Kursi di meja makan terisi lebih banyak sekarang. Ada Bu Ani, Rangga, Mina dan Nala. Sedari pagi Nala sudah beraktifitas di dapur bersama Mina, menyiapkan sarapan untuk semuanya.
“Kalian kapan libur kerja?” tanya Bu Ani saat Nala baru saja duduk di kursinya di samping Rangga.
“Hari Sabtu dan Minggu,” jawab Rangga.
“Maksud Ibu, kapan kalian bisa ambil cuti? Kalian ga ambil cuti menikah?”
Nala melirik pada Rangga yang tak melirik padanya.
“Pekerjaan aku masih banyak, Bu. Ga bisa ditinggal.”
“Setiap hari juga pekerjaan kamu banyak. Perusahaan apa yang tidak memberi hak cuti karyawannya?”
Rangga tak menjawab, apalagi Nala.
Tangan Rangga meraih air putih di sampingnya. Berusaha segera menyudahi obrolan tentang cuti ini. Ia merasa tahu ujung dari obrolan ini.
“Ibu rasa kalian harus bulan madu,” ucap Bu Ani.
Terlambat. Rangga berniat memotong obrolan dengan segera pamit tanpa sarapan.
“Ibu merasa bersalah karena kalian tidak sempat berlibur karena Ibu terlalu lama di Rumah Sakit.”
“Kami ga masalah, Bu. Iya, kan, Nala?” Rangga menatap Nala dengan sorot mata memberi isyarat.
Padahal tanpa diberi isyarat pun Nala mengerti. Ia mengangguk setuju.
“Tapi, kalau kalian ga liburan berdua, rasanya Ibu akan terus merasa bersalah.”
“Hmm … nanti saja, ya, Bu. Kita bicarakan lagi,” Rangga mulai mencari cela untuk menghindar. “Aku harus berangkat sekarang.”
“Loh, kamu ga berangkat bareng Nala?”
“Eh, itu … Nala diantar Pak Sholeh, kan?”
Bu Ani berdecak kesal.
“Pak Sholeh itu supir Ibu.
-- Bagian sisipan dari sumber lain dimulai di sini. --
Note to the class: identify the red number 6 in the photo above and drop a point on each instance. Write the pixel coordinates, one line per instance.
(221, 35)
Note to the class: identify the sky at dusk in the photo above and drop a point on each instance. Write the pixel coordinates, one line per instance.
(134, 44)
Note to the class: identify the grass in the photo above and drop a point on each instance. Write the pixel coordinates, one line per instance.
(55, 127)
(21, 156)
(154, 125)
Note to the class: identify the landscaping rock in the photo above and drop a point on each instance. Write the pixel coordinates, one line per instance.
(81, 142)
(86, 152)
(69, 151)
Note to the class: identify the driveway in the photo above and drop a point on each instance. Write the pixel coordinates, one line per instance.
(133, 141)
Supir Nala, ya, kamu.”
“Tapi Nala baru berangkat setengah jam lagi, Bu. Aku harus berangkat sekarang.”
Wajah Bu Ani seperti tak menerima alasan Rangga.
“Bu, Mas Rangga sudah harus berangkat. Besok kalau dia ga harus berangkat pagi, aku dianterin, kok. Ya, kan, Mas?”
Kini giliran Nala yang menatap Rangga dengan sorot mata memberi isyarat. Dengan terpaksa mengangguk mengiyakan.
Rangga segera beranjak dan menyalami Ibunya. Demi terlihat harmonis sebagaimana pengantin baru pada umumnya, Nala ikut beranjak mengantar Rangga ke depan.
“Kamu ga perlu nganter aku,” tandas Rangga saat mereka sudah di teras depan.
“Kamu ga mau Ibu tahu kalau kita ga seperti pasangan suami istri pada umumnya, kan? Jadi, selama di depan keluargamu dan keluargaku, biarkan aku jadi istri yang semestinya. Setelah itu, terserah.”